Abstract
Four-week-old specific-pathogen-free chickens were infected with virulent infectious bronchitis virus Massachusetts strain M41 via the ocular–nasal route. At weekly intervals up to 3 weeks post-infection, excess lachrymation was induced either by placing sodium chloride (salt) crystals on the eyes or by intramuscular injection of carbachol. Tears were collected using micropipettes or on filter paper. Levels of virus-specific immunoglobulin (Ig)A and IgG were similar, irrespective of the method of tear induction. When tears were collected using filter papers, IgG was detected in eluted samples but at significantly lower levels than in those collected by pipette. Collection of IgA in this way was even less productive, and only trace amounts were detected. Possible reasons for these discrepancies have been discussed.
Comparaison de méthodes induisant un larmoiement et permettant la récolte des larmes chez le poulet pour la détection des immunoglobulines spécifiques de virus après une infection par un virus de la bronchite infectieuse.

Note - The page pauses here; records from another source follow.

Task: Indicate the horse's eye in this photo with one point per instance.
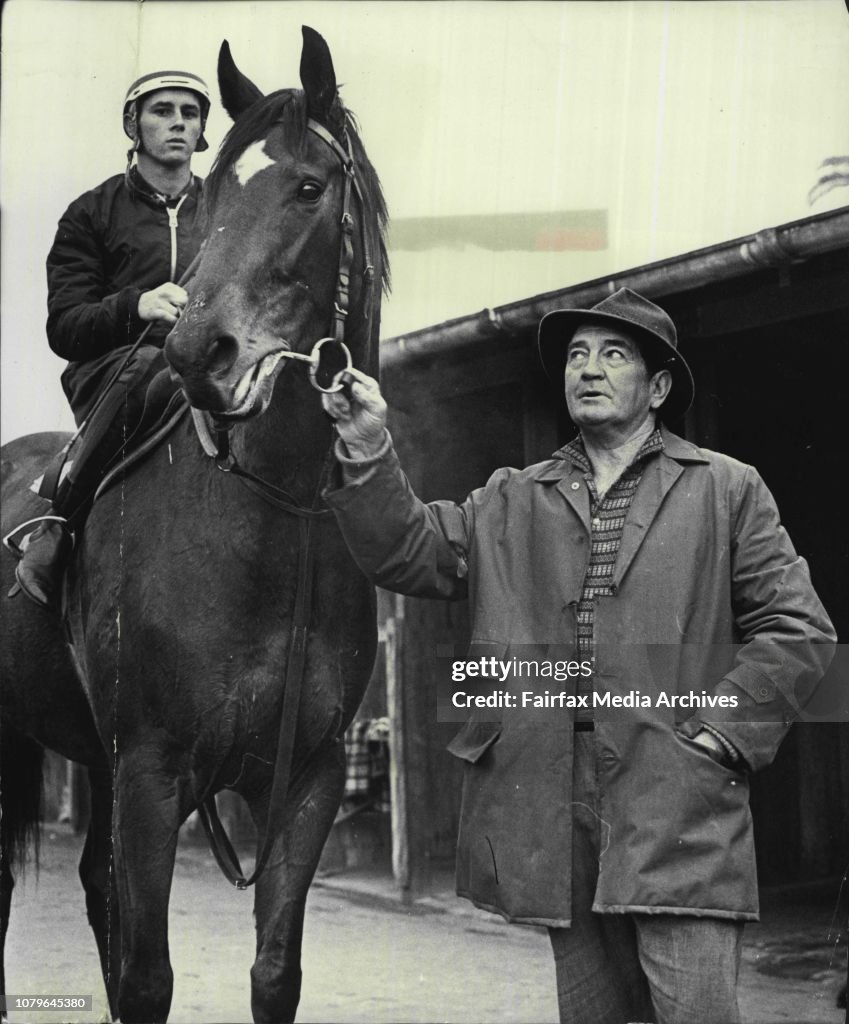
(310, 192)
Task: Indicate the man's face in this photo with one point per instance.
(606, 382)
(170, 126)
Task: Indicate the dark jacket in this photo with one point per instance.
(114, 243)
(708, 595)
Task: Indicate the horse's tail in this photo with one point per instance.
(22, 766)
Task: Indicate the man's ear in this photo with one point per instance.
(660, 385)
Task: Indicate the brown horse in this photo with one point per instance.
(199, 599)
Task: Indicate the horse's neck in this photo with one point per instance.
(288, 445)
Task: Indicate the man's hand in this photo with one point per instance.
(359, 413)
(163, 303)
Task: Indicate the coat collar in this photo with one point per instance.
(674, 448)
(659, 476)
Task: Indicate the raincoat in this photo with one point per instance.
(710, 599)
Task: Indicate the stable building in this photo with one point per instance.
(763, 322)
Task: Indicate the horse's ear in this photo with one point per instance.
(238, 92)
(319, 79)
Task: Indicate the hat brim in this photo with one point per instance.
(557, 328)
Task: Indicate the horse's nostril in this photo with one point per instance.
(223, 352)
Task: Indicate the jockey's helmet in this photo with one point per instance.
(164, 80)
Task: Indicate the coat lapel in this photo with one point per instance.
(659, 476)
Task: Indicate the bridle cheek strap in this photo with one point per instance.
(342, 301)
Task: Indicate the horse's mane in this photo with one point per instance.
(288, 107)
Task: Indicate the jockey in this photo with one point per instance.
(112, 272)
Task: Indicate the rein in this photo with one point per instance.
(219, 450)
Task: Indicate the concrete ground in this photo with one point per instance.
(370, 958)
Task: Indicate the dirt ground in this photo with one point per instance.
(368, 958)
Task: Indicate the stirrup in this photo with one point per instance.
(15, 548)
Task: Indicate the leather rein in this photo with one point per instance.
(219, 450)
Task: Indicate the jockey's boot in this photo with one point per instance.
(44, 554)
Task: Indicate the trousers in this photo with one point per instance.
(624, 969)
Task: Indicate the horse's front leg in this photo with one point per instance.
(281, 892)
(145, 828)
(97, 879)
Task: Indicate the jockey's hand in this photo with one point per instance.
(359, 412)
(163, 303)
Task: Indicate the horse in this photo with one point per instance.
(221, 637)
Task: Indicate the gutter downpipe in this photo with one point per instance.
(792, 243)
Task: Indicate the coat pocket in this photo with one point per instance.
(473, 740)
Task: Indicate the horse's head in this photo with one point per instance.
(280, 259)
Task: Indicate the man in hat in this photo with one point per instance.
(112, 274)
(618, 817)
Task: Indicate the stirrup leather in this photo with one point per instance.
(14, 547)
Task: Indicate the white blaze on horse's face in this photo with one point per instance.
(252, 161)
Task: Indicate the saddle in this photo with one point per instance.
(160, 415)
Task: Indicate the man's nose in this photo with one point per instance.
(592, 369)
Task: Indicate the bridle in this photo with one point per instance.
(332, 350)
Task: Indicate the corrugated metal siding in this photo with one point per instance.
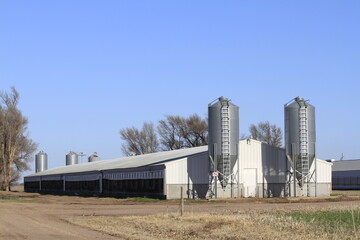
(346, 165)
(52, 178)
(250, 157)
(192, 170)
(323, 171)
(82, 177)
(270, 161)
(274, 164)
(155, 174)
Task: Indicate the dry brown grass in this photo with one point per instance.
(206, 226)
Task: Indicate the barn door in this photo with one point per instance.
(250, 182)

Des poulets, indemnes de microorganismes pathogènes spécifiés, ont été infectés par la souche virulente Massachusetts M41 du virus de la bronchite infectieuse via la voie oculonasale. Toutes les semaines jusqu’à la troisième après l'infection, un excès de larmes a été induit soit en plaçant des cristaux de chlorite de sodium sur les yeux ou en injectant par voie intramusculaire du carbachol. Les larmes ont été récoltées en utilisant des micropipettes ou des filtres à papier. Les niveaux d'IgA et d'IgG spécifiques de virus ont été similaires, quelle que soit la méthode d'induction des larmes. Pour les larmes récoltées sur papier filtre, les IgG ont été détectées dans des échantillons élués mais à des niveaux significativement inférieurs à celles récoltées à l'aide de pipettes. La récolte des IgA de cette façon a été encore moins productive et seules quelques traces ont été détectées. Les raisons possibles pour ces divergences sont discutées.

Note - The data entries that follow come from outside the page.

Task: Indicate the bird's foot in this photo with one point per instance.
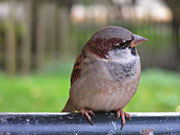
(86, 113)
(119, 113)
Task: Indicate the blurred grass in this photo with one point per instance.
(159, 90)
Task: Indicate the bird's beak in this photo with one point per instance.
(137, 40)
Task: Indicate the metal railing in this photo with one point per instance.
(105, 124)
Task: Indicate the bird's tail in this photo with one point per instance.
(68, 107)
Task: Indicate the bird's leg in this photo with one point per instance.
(119, 113)
(86, 113)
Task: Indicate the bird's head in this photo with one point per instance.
(113, 42)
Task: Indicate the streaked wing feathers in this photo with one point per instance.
(77, 67)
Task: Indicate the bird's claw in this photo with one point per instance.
(119, 113)
(86, 113)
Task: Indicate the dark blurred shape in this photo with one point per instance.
(174, 5)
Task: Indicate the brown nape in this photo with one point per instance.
(100, 47)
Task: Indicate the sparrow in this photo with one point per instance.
(106, 73)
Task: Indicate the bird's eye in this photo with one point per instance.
(124, 44)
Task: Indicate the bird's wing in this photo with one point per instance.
(77, 67)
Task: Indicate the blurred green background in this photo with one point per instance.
(40, 39)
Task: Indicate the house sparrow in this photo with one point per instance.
(106, 73)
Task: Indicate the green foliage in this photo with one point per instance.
(159, 90)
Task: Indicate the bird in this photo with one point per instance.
(106, 73)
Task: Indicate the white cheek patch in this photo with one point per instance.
(123, 55)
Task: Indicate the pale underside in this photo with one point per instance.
(106, 85)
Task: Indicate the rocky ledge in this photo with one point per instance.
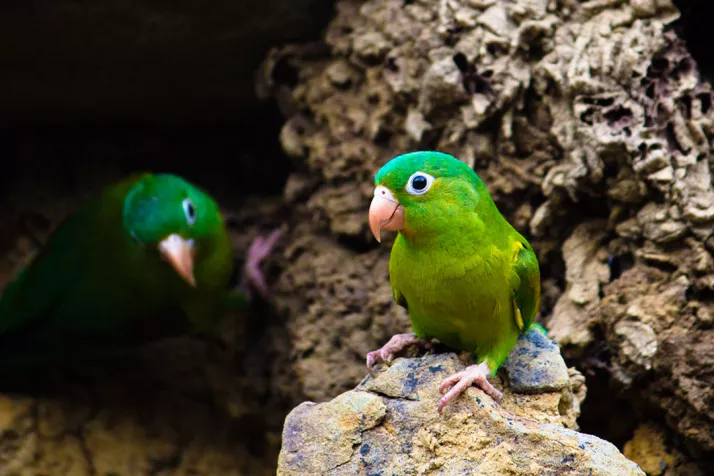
(389, 424)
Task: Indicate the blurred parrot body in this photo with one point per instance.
(464, 274)
(149, 258)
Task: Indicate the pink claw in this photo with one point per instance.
(258, 251)
(473, 374)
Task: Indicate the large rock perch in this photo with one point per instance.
(389, 425)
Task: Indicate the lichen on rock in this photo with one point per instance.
(389, 424)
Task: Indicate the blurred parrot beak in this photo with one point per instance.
(179, 253)
(385, 213)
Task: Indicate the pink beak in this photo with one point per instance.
(385, 213)
(179, 252)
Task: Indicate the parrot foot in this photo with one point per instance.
(473, 374)
(395, 345)
(258, 251)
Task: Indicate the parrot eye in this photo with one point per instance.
(190, 211)
(419, 183)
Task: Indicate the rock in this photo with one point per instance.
(389, 425)
(138, 61)
(535, 364)
(595, 106)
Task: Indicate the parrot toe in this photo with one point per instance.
(386, 353)
(474, 374)
(258, 251)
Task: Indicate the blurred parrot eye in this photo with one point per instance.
(190, 211)
(419, 183)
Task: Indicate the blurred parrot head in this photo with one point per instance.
(172, 217)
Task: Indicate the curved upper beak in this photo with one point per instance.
(179, 253)
(385, 212)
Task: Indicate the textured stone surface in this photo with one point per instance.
(535, 364)
(591, 127)
(389, 425)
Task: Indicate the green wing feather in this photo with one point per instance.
(95, 283)
(527, 294)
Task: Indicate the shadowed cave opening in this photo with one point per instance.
(694, 26)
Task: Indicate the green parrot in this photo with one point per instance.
(465, 276)
(149, 258)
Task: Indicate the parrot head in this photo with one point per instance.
(419, 193)
(173, 217)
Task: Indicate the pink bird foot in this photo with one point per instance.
(396, 344)
(252, 275)
(473, 374)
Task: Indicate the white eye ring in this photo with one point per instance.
(423, 175)
(189, 210)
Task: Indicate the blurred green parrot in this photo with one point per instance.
(149, 258)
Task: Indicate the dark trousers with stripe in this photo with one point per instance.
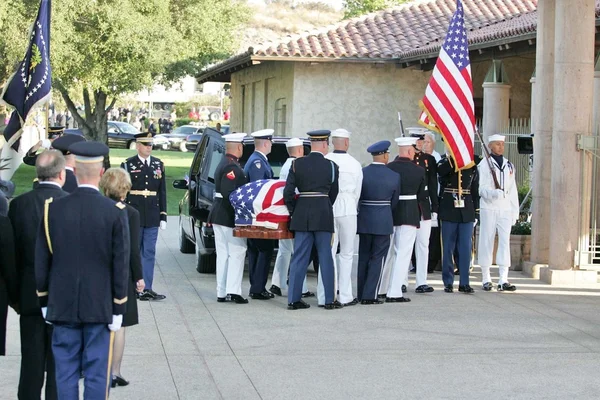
(372, 250)
(303, 243)
(260, 254)
(459, 236)
(37, 362)
(87, 347)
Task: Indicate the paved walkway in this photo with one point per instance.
(541, 342)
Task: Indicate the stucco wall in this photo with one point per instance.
(267, 87)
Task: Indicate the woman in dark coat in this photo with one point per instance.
(116, 183)
(8, 277)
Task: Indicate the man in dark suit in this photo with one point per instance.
(378, 197)
(407, 215)
(62, 144)
(148, 195)
(8, 278)
(231, 251)
(260, 251)
(26, 213)
(316, 179)
(82, 276)
(459, 202)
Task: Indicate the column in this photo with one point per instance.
(496, 100)
(573, 99)
(542, 119)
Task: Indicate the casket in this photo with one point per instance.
(260, 232)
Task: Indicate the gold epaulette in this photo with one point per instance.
(46, 224)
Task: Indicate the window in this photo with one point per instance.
(217, 154)
(280, 116)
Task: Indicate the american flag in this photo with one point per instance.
(260, 203)
(30, 86)
(448, 100)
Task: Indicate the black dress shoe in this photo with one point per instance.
(298, 305)
(118, 381)
(333, 306)
(351, 303)
(237, 299)
(424, 289)
(275, 290)
(369, 302)
(397, 300)
(260, 296)
(466, 289)
(506, 287)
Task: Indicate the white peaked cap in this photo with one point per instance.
(263, 133)
(496, 138)
(234, 137)
(293, 142)
(406, 141)
(341, 133)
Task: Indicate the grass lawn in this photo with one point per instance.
(177, 165)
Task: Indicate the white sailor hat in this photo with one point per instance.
(266, 134)
(234, 137)
(341, 132)
(406, 141)
(496, 138)
(293, 142)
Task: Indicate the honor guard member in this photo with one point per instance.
(26, 212)
(406, 215)
(62, 144)
(344, 212)
(459, 201)
(499, 211)
(82, 272)
(54, 132)
(378, 197)
(231, 251)
(148, 195)
(429, 208)
(295, 149)
(260, 251)
(316, 180)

Ein Vergleich von Methoden zur Induktion der Tränensekretion und zur Tränensammlung bei Hühnern zum Nachweis virusspezifischer Immunglobuline nach Infektion mit dem Virus der infektiösem Bronchitis
Vierwöchige spezifisch-pathogen freie Hühner wurden mit virulentem Massachusetts-Stamm M41 des Virus der infektiösen Bronchitis (IBV) via okulonasaler Route infiziert. In wöchentlichen Intervallen bis zur dritten Woche post infectionem wurde eine übermäßige Tränensekretion entweder durch Auflegen von NaCl (Salz)-Kristallen auf die Augen oder durch intramuskuläre Injektion von Carbachol induziert. Die Tränen wurden mittels Mikropipetten oder Filterpapier gesammelt. Der Level virusspezifischer IgA und IgG war unabhängig von der Methode der Träneninduktion ähnlich. Bei der Tränensammlung mit Hilfe von Filterpapier wurde IgG in den gelösten Proben nachgewiesen, jedoch mit signifikant geringeren Gehalten als in den mit der Pipette gesammelten. Die Sammlung von IgA auf diese Art war sogar noch weniger ergiebig, so dass nur Spuren des Immunglobulins nachgewiesen wurden. Die möglichen Gründe für diese Diskrepanzen werden diskutiert.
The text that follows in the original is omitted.